Cuando entregó el informe redactado por el capitán Puarma, Cabeza-fría esperaba que el faraón se sintiese satisfecho con el comportamiento de su cuerpo expedicionario. Por lo tanto, la reacción del soberano le extrañó.
—Les ordené que aniquilaran a las tropas de Tefnakt el rebelde y se apoderaran de ese ser dañino… y en vez de ello, se limitan a recuperar una pequeña plaza fuerte y creen que han llevado a cabo una gran hazaña.
—Majestad…, ¡el hijo de Tefnakt ha muerto!
—Uno de los hijos de Tefnakt —rectificó Pianjy—, y esa muerte no convencerá al libio de que renuncie al combate. Aunque todos sus hijos fueran ejecutados ante sus ojos, él proseguiría con su sueño de poder absoluto. Debemos acabar con él y con nadie más. Y mis oficiales son incapaces de hacerlo.
—¿Cuáles son vuestras órdenes, majestad?
—Que Puarma y Lamerskeny mantengan su posición y esperen. Ha llegado la hora de vivir las fiestas sagradas y celebrar a los dioses.

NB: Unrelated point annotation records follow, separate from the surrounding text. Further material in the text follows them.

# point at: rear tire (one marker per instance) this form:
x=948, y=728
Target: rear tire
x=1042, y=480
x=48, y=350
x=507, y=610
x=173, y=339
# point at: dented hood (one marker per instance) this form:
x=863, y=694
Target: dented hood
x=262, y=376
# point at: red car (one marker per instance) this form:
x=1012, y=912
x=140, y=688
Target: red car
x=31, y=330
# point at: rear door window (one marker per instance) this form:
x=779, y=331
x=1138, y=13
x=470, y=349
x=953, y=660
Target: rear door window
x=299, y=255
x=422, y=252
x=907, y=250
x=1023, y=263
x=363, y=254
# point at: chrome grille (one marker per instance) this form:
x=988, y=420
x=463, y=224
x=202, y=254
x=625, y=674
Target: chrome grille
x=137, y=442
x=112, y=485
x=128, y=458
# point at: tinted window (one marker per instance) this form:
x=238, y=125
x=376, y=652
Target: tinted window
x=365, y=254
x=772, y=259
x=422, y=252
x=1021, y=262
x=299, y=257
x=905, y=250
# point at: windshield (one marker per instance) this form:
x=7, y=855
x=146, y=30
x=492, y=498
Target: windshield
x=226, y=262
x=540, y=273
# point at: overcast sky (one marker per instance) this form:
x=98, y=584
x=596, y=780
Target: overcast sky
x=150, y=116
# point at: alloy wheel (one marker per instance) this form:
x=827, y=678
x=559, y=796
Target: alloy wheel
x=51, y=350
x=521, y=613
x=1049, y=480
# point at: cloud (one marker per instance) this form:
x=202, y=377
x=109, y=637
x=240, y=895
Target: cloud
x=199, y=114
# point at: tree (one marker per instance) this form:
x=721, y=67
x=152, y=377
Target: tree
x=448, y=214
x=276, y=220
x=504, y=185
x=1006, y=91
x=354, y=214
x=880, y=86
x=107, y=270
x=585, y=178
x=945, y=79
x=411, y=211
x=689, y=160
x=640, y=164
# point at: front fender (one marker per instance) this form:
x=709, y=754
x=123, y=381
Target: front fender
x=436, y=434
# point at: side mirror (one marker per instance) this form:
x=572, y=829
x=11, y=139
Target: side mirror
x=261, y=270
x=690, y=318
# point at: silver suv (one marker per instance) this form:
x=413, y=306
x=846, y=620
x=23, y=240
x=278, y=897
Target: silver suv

El sacerdote-lector jefe, encargado de comprobar el buen desarrollo de los rituales, no creía lo que estaba viendo. Gracias a la dedicación de la nueva Divina Adoratriz, eficazmente ayudada por Mejorana, había sido posible exhumar un antiquísimo texto de la ceremonia del Año Nuevo, que se celebraba en pleno verano, y ponerlo en práctica. El faraón negro había ofrecido inestimables tesoros, entre ellos, jarrones de bronce decorados con caballos y ramos de papiros, y unas obras maestras más extraordinarias aún, cálices de cristal teñido de azul, de pie cónico, adornados con una figura de Osiris y un texto de invitación al banquete del más allá: «Bebe y vivirás.»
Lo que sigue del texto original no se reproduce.